Qualche anno fa sulla rivista Jesus, Enzo Bianchi, fondatore della comunità monastica di Bose, scriveva: "Anaffettività" come incapacità di entrare nella sensibilità dell'altro e degli altri: questa secondo me è la più estesa e profonda patologia che oggi ammorba il corpo ecclesiale. È vero che questa anaffettività è un male presente in tutta la società, perché in essa da qualche decennio si è insinuata l'indifferenza che domina e pervade tutti gli spazi della vita sociale.

Ma nella chiesa l'anaffettività è patita maggiormente, forse perché i cristiani, nella loro dimenticanza. non avvertono che il loro vissuto contraddice fortemente il comandamento nuovo, ultimo e definitivo, prima del quale e dopo il quale non ve ne sono altri: il comandamento dell'amore reciproco (cf.
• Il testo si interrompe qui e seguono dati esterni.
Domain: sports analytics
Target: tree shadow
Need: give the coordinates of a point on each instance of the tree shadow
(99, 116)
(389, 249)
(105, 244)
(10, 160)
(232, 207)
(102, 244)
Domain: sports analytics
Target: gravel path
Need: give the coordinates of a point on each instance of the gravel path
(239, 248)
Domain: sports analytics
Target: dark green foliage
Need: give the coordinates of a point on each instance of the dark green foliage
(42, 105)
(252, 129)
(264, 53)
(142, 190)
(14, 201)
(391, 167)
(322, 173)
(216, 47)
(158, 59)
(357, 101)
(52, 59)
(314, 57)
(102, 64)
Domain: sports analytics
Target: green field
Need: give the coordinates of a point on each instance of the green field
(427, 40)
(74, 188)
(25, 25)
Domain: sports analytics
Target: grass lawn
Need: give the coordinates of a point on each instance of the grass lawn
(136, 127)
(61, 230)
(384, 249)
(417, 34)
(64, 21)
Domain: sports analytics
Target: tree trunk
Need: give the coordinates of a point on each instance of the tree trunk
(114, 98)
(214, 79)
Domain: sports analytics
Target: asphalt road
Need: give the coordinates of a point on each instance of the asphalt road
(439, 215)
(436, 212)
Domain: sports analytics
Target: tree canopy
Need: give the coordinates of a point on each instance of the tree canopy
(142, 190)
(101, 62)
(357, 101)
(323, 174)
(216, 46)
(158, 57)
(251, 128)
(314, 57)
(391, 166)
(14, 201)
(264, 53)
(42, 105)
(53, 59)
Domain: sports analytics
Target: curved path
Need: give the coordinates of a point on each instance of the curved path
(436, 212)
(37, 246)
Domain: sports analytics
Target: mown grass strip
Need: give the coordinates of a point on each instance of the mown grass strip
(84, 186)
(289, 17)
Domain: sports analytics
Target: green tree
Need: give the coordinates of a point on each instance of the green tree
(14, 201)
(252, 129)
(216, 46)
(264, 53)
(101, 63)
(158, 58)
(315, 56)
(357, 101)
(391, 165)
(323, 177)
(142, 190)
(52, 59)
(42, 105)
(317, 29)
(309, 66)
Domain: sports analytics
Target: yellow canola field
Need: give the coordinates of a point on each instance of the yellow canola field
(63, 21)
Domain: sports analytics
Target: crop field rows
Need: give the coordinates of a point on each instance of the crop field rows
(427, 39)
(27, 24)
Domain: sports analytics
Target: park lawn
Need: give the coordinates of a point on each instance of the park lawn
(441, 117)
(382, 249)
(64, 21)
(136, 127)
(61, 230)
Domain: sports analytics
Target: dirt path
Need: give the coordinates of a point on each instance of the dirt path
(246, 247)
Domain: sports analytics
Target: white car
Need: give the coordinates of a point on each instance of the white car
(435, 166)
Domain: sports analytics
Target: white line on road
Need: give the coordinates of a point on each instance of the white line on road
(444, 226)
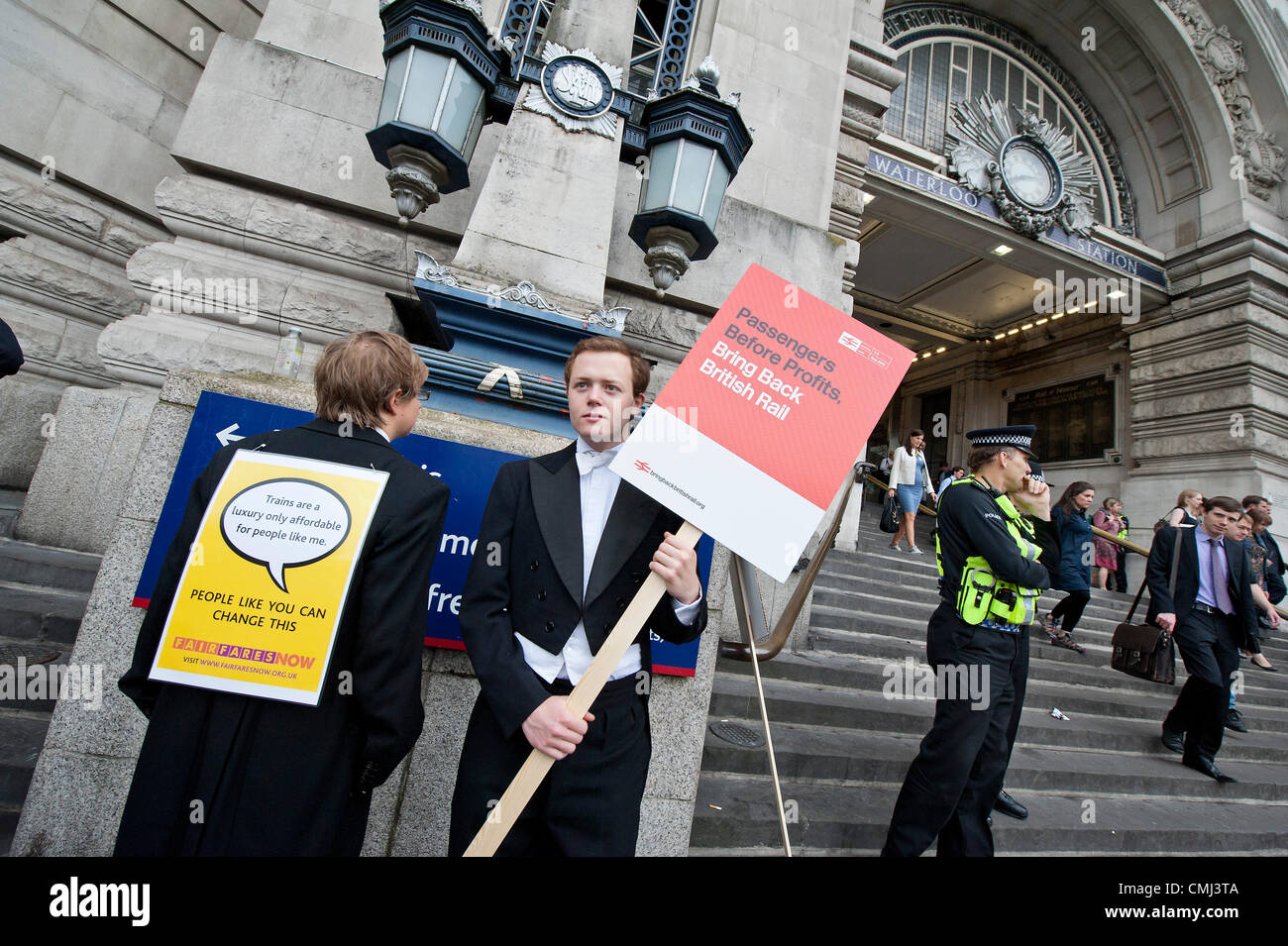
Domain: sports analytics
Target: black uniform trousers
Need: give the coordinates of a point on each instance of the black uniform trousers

Gv 13,34; 15,12), amore che nelle prime comunità cristiane si esprimeva addirittura con un bacio sulla bocca al termine delle assemblee eucaristiche (cf. Rm 16,16; 1Cor 16,20, ecc.)".

Ebbene dobbiamo essere grati alle letture che oggi abbiamo ascoltato che ci hanno messo in guardia da una patologia che ammorba l'aria che respiriamo, ma, insieme, ci hanno aperto spiragli, fessure, su parole e gesti che conducono a vivere rapporti dove negli occhi dell'altro dell'altra leggi il bene che ti si vuole, leggi la conferma che veramente tu non sei un estraneo, leggi che realmente tu dimori in qualcuno. Una affettività che, contrariamente a quanto può pensare qualcuno, non è scusa per rintanarsi, ma è spinta ad andare e a portare frutto.

E' scritto: "Vi ho costituiti perché andiate e portiate frutto".